Here is his data, comparing savings in selected countries, actually the most advanced, industrialized countries in the world (the table is in Chapter 5 - this is a screenshot):
Look at Italy. Just 3% of business earnings are re-invested - and compare that to what happens in other countries: the UK (62%); Japan (53%); the US, Canada and Australia (40% each). Both Germany and France aren't doing so well (23 and 19% respectively), but they're still much better than Italy.
Yet, on the face of it, Italy's rate of savings is a healthy 15%. Therefore, if Italian businessmen believed in themselves and in their industry, Italy should be doing very well - in fact, it should be one of the advanced countries ahead of everybody else. Italians are parcimonious, they save more than anyone else - the next best saver is Japan (14.6%) and then the figure drops to around 12% for Germany and Canada, with France and Australia much lower and the US the lowest of all (7.7%).
But if you take into account public deficits - the way the State squanders money and gets into debt - then Italian private sector savings get eaten into:
You see what happened? The Italian State's savings is in fact a deficit: -6.5%. The biggest hole of the lot: while none of the advanced countries are doing well - the only exception is Japan (in the positive range, with a meagre 0.1%) - none comes looking as bad as Italy. As a result, if you consider national savings as a whole, adding the public sector to the private, you see that the lead Italy has in terms of savings has disappeared: Italy stands at 8.5%, well behind Japan (14.6%) or Germany (10.2%) - yet well ahead of the US (5.2% - but that's another story for another blog post).
A word of warning. These are very aggregate numbers - a little like the tip of the iceberg - and there's only so much you can deduce from all this (setting aside some minor incongruencies: for example, the US private savings is shown as 7.7% of National Income in table 5.2 and 7.6% in table 5.4). And we're looking at averages over a huge time span, from 1970 to 2010, some forty years.
|Matteo Renzi, Italian Prime Minister (source)|
Italian businessmen, of course, are quick to marshall arguments to defend themselves. They will tell you they do this because of (1) a corrupt political class incapable of reform and with no state management competence; (2) a ridiculous, wasteful state bureaucracy that drowns in red tape; (3) a rigid labor market that makes Italian workers both costly and uncompetitive on a world scale; and (4) a vile Mafia conditioning the market - factors that taken together makes it impossible to run a profit-making business in Italy.
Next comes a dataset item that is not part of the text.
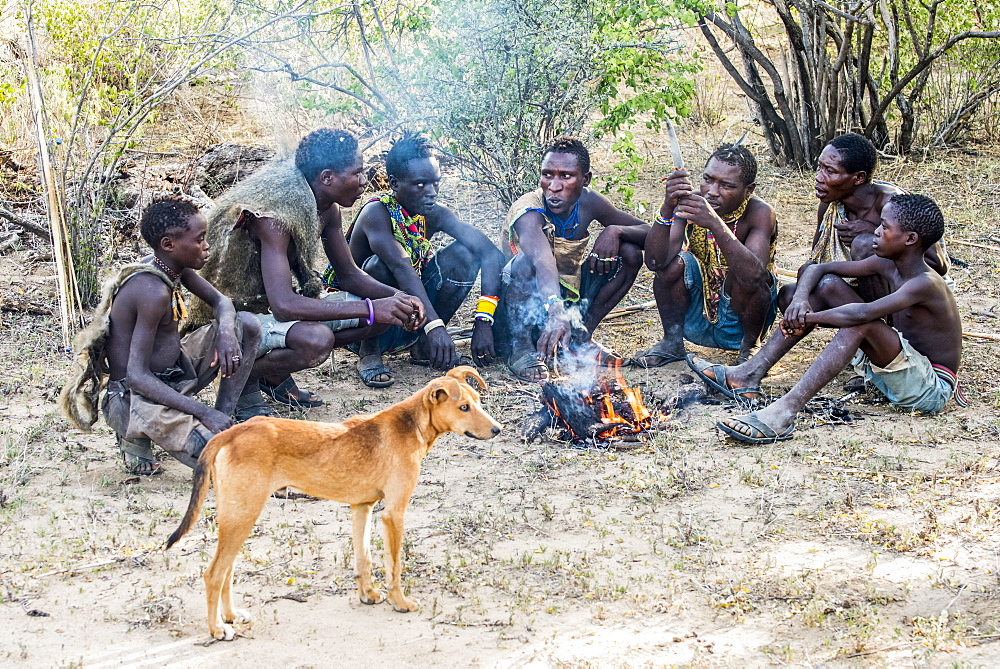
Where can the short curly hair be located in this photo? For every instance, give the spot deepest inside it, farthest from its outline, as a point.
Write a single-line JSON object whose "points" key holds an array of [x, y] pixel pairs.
{"points": [[739, 156], [919, 214], [325, 149], [564, 144], [165, 214], [857, 153], [411, 146]]}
And naturally, they're right. If something is not done to correct these four areas - reforming Italian politics, modernizing the state bureaucracy, upgrading the labor market so it can compete on a global scale, reigning in the power of the Mafia - Italy won't get out of the doldrums.
Renzi, please take note. Personally, I believe he knows this. The question is: does the rest of the Italian political class realize what is at stake? I doubt it. Your views? I would love to hear from my Italian friends what they think...
And here's a video shown by the Italian Ministry of Foreign Affairs at the on-going Davos meeting. It tells you a lot about Italy that I bet you'd forgotten (though you probably knew it):
Mmmm, yes. There are big Italian corporations, like Luxottica or Ferrero, that do make a difference on a global scale. But many (like Prada) are not really "made in Italy" - the stuff is often made abroad, in China and elsewhere, where labor costs are low. The fact remains that Italy is the birthplace of a certain kind of creativity. But for how long if everyone escapes from Italy?